Ma come riuscire a non fallire il bersaglio?

Come non cadere preda di passioni «contro natura» generate dalla materia e che generano «un disor­dine in tutto il corpo»?

Gesù innanzi tutto esorta a farsi coraggio:

«Fatevi coraggio!

 Se siete afflitti, fatevi coraggio in presenza delle molteplici forme della natura».

L’indicazione è quella di riconnettersi a tutto ciò che appartie­ne alla natura, ai suoi cicli, alle sue leggi, allo svolgersi naturale delle cose, di trovare nei processi naturali una connessione con qualcosa di più grande che possa aiutare a ricordarci qual è il nostro obiettivo e, di conseguenza, a non “mancarlo”, a non “peccare”.

Detto ciò si avvicina il momento, magico ma allo stesso tempo tragico, che chiude la prima parte del Vangelo di Maria:

Gesù se ne va.

«Ciò detto, il Beato li salutò tutti e disse:

 “La pace sia con voi!

 Abbiate la mia pace!

 State allerta che nessuno vi inganni con le parole:

 ‘Vedete qui ’o ‘Vedete lì ’.

 Il Figlio dell ‘uomo è infatti dentro di voi.

 Seguitelo!

 Chi lo cerca lo trova».

 Per chi segue un cammino spirituale queste parole hanno una portata im­mensa.

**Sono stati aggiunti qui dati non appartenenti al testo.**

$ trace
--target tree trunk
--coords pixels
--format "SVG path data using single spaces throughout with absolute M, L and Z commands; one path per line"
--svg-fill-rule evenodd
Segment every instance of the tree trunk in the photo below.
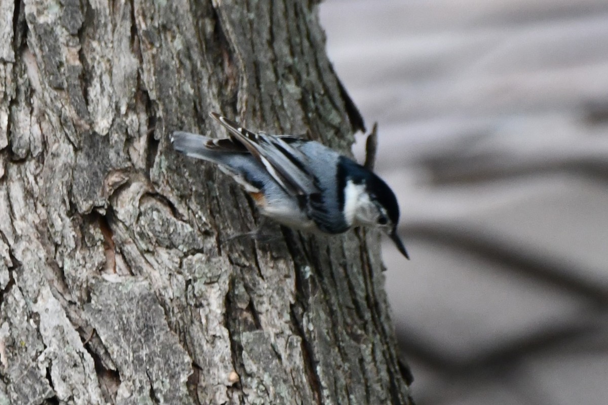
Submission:
M 230 237 L 245 194 L 168 133 L 209 111 L 347 151 L 296 0 L 0 2 L 0 404 L 404 404 L 378 236 Z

Gesù augura la sua pace, una pace fatta di unione, equilibrio, assenza di conflitto fine a se stesso;

una pace in cui mente, emozioni e istinto sono in armonia, in cui intuizione e creatività si esprimono liberamente mettendo in grado l’individuo di seguire il Figlio dell’uomo che è dentro di sé.

Stia­mo parlando del più grande miracolo che si possa verificare nell’universo!

Il «Figlio dell’Uomo», ovvero l’unione con il Gesù Cristo che dimora in tutti gli individui, non va cercato fuori come molti vogliono far credere, ma dentro.

E già lì!

Bisogna “solo” avere il coraggio di seguirlo.

Ma come fare per trovarlo?

Certamente non è facile, non esistono formule o ricette valide per chiunque.

Ma è sicuramente possibile trovarlo:

«Chi lo cerca lo trova».

 

La predicazione dei discepoli e la Legge del cuore

«“Andate, dunque, e predicate il Vangelo del Regno.

 Non ho emanato alcun precetto all’infuori di quello che vi ho stabilito.

 Né vi ho dato alcuna legge come un legislatore, affinché non avvenga che siate da essa costret­ti”.

 Ciò detto se ne andò».

Ecco che, analogamente a ciò che accade in vari altri testi evangelici, ai discepoli viene assegnato il compito di trasmettere l’insegnamento ricevuto, il Vangelo del Regno.

Occorre precisare che a quei tempi un vangelo era qualunque cosa che portasse un messaggio lieto.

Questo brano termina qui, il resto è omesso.